Fiche d'observation de l'hermelle
C’est une structure composée de trous réguliers à la manière d’un nid d’abeille. Sauf que nous ne sommes pas au milieu d’un champ, mais sur une plage du centre-ville de Marseille. Sur cet enrochement régulièrement recouvert par la mer vivent des hermelles, de petits vers marins de trois à quatre centimètres de longs, chacun de ces vers étant camouflé dans un tube qu’il a lui-même façonné à partir des grains de sables captés dans l’eau. « L’intérieur est parfaitement lisse, le ver oriente les grains pour que les parois soient complètement homogènes » décrit Marine Jacquin, responsable du programme BioLit à Marseille. Ces tubes agglomérés forment une étonnante sculpture de sable en trois dimensions. Très présents sur tout le littoral de l’Atlantique et de la Manche, certains peuvent atteindre jusqu’à deux mètres de hauteur.
Si cette découverte fait autant parler d’elle dans la cité phocéenne, c’est qu’elle est tout à fait exceptionnelle. En novembre 2020, Anjelika guide-conférencière et Julien P. animateur du Centre Initiation et Découverte Mer de la Ville de Marseille croisent par hasard la structure. Ces observateurs chevronnés n’ont jamais rien vu de tel dans leur ville : qu’est-ce donc ? Ils prennent une photo illico et la publient sur BioLit, programme de sciences participatives proposant à tout un chacun de signaler ses rencontres avec la biodiversité marine et littorale. Les photos passent ensuite sous l’œil attentifs d’experts liés au programme pour valider les identifications des espèces proposées par les observateurs. Toutes les données permettent de réaliser des suivis, et renseignent plus largement sur l’état de santé du littoral.
Heureuse coïncidence, Angélila et Julien P. étaient tombés, quelques jours plus tôt, sur un article scientifique publié en 2007 par Daniel Faget, historien des milieux aquatiques. Ce dernier y retrace l’histoire d'une certaine hermelle à Marseille. Il y explique que ce petit vers, excellent appât pour la pêche, était jadis vendu en grande quantité dans certains ports de la ville, comme celui de l’Estaque. Mais cela ne dura qu’un temps. « Au début du XXème siècle la ressource avait pratiquement disparue, raconte Marine Jacquin. Ajoutons à cela les activités humaines comme le développement du littoral, l’urbanisation qui ont dégradé l’écosystème. Selon l’article de Daniel Faget l’espèce est considérée comme disparue depuis près de cent ans ».
Reconquista
Julien P et Anjelika font de suite le lien avec leur observation qui ressemble fortement à une colonie d’hermelles. Ils proposent de l'identifier comme telle. Avertie, puis entousiasmée par l'idée d'un possible retour de l'hermelle, l'équipe de BioLit prend contact avec l’IFREMER. Un échantillon est prélevé puis envoyé aux scientifiques qui annoncent rapidement la nouvelle. Il s’agit bien de Sabellaria alveolata. La nouvelle réjouit d'abord Stanilas Dubois et son équipe de recherche qui réalise de vastes suivis de ces organismes. Deux récifs avaient déjà été décrits sur le littoral méditerranéen, mais rien à Marseille. La présence actée, une question se pose néanmoins : a-t-on affaire à un retour de l’espèce ou à un reliquat ? Marine, qui suit de près le travail des chercheurs avance une hypothèse : « Il s’agit d’une petite colonie, on ne peut pas encore parler de récif, ce qui indique qu’elle s’est peut-être installée récemment. De plus, la présence de grands individus et de plus petits, signifie qu’il y a eu des recrutements. » La colonie est donc bien vivante et potentiellement nouvelle, ce qui ne fait qu’accroître l’importance de la découverte.

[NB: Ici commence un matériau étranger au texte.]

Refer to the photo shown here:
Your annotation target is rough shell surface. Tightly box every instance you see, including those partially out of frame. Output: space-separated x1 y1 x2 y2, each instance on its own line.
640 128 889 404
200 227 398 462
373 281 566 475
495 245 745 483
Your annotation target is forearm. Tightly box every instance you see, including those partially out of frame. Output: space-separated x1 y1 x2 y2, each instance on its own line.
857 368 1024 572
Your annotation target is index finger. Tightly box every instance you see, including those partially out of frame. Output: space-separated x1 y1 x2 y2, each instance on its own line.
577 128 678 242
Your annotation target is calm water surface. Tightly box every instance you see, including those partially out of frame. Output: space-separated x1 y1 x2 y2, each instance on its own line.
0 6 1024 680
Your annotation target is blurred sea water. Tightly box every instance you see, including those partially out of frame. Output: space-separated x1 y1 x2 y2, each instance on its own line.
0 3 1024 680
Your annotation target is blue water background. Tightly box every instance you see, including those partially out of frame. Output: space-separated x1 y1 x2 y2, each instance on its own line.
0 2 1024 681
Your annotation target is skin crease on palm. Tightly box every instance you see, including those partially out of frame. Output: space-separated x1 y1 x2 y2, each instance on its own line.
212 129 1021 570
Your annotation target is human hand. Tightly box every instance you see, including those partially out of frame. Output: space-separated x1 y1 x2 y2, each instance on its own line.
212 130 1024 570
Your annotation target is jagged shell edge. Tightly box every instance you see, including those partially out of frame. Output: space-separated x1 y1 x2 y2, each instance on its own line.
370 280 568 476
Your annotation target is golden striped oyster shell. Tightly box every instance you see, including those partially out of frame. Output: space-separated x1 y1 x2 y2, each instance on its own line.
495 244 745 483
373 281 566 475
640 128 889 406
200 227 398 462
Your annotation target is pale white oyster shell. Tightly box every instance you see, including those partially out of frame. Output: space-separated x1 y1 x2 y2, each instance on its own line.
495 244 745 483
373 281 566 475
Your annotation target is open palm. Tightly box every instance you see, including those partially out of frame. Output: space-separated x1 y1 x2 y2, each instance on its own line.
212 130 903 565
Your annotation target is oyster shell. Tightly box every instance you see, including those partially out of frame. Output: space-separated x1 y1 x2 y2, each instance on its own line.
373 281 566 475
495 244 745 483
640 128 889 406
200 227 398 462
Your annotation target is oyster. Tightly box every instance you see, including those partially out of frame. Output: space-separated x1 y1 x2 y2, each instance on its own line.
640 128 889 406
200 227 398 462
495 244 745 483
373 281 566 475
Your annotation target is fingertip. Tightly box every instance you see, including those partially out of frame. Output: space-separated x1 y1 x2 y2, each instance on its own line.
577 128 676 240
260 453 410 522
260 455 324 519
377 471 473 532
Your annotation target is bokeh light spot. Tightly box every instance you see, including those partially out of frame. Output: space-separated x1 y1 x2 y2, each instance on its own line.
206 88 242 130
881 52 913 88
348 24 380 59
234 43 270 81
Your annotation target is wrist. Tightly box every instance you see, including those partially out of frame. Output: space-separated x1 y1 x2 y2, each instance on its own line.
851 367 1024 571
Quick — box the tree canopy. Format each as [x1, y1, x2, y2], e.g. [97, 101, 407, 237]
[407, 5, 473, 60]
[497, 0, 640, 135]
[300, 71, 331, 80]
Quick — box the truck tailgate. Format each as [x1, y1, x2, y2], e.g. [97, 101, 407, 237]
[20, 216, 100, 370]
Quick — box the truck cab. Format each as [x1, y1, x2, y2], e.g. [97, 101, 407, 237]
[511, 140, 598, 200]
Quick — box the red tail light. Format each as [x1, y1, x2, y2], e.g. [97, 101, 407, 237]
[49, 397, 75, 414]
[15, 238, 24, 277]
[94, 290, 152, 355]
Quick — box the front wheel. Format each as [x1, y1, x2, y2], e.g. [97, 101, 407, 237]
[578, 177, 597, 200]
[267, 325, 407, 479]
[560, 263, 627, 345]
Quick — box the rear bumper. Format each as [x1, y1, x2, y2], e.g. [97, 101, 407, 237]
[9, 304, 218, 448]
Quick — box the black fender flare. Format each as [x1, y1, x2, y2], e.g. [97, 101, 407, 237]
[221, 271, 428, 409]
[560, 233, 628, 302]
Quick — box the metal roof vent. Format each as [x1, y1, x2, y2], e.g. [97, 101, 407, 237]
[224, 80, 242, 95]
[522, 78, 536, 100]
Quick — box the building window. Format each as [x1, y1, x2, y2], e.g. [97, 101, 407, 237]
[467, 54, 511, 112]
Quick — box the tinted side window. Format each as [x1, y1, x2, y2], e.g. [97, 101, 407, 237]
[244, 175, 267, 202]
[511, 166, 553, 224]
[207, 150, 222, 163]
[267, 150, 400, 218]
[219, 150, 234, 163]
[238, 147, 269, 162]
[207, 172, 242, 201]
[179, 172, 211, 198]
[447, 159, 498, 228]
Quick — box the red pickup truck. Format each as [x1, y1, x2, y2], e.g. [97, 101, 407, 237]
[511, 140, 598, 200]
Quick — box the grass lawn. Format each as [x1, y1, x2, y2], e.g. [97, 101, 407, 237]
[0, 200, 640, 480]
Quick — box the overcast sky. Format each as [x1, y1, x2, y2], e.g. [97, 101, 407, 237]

Les sciences participatives ont joué un rôle décisif dans cette trouvaille. Sans les photos d’Angelika et Julien P., nous serions peut-être passés à côté de ce phénomène inédit. Mais la « mission hermelles » ne s’arrête pas pour autant : pour prendre la mesure de ce retour, tous les observateurs sont invités à faire part de leurs rencontres. « Depuis que nous avons fait un appel aux participants, nous avons déjà eu un signalement dans le parc régional de Camargue à Beauduc, et un autre en Occitanie à Vias. Et à Marseille, la même colonie a été observée par un autre participant ! » se réjouit Marine. Une reconquista du littoral méditerranéen serait une bonne nouvelle, d’autant plus que l’animal est plein de vertu : il renforce le littoral, abrite un écosystème foisonnant et participe même à la filtration de l’eau de mer. Mais difficile pour le moment d’avancer quelque explication. Le mystère des hermelles reste encore enfoui au fond de leurs tubes de sable.